Clarity of messaging for public transport

08 July 2020

Last weekend saw the opening of hospitality, pubs, hairdressers, and other parts of society again after nearly four months of being closed. Many people will have welcomed getting back to at least some form of normality. However, if people are visiting these places, they may be uncertain whether they should, or indeed are allowed to, use public transport.

For some the only option to get a long-awaited haircut, see a family member or to visit a pub is to use public transport. It is not fair that those that do not have alternatives to public transport may be discouraged to use it due to unclear and inconsistent messages.

Our Transport User Panel research asked passengers about the information they needed to plan a journey using public transport in the near future. The priority was information about how often services are running and how busy they might be, with two of the key sources of this being operators’ websites and apps. When people do begin to plan journeys again it is important that they receive clear messages about who can travel.

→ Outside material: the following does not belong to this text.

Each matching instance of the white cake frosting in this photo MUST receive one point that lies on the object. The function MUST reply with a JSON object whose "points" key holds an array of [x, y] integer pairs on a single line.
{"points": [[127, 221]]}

Having checked various transport sources of information my colleagues at Transport Focus found conflicting messages. Many public transport operators are continuing to issue strong messages such as ‘necessary journeys only’, or ‘essential travel only’, and in some cases ‘do not travel by train for leisure’. In many cases this message is much stronger than the Department for Transport’s main advice merely to ‘consider all other forms of transport’. However, those looking to use local buses would see a more welcoming approach.

Transport Focus has written to the Secretary of State for Transport, Grant Shapps MP, urging him to look at consistency of messaging across government and industry.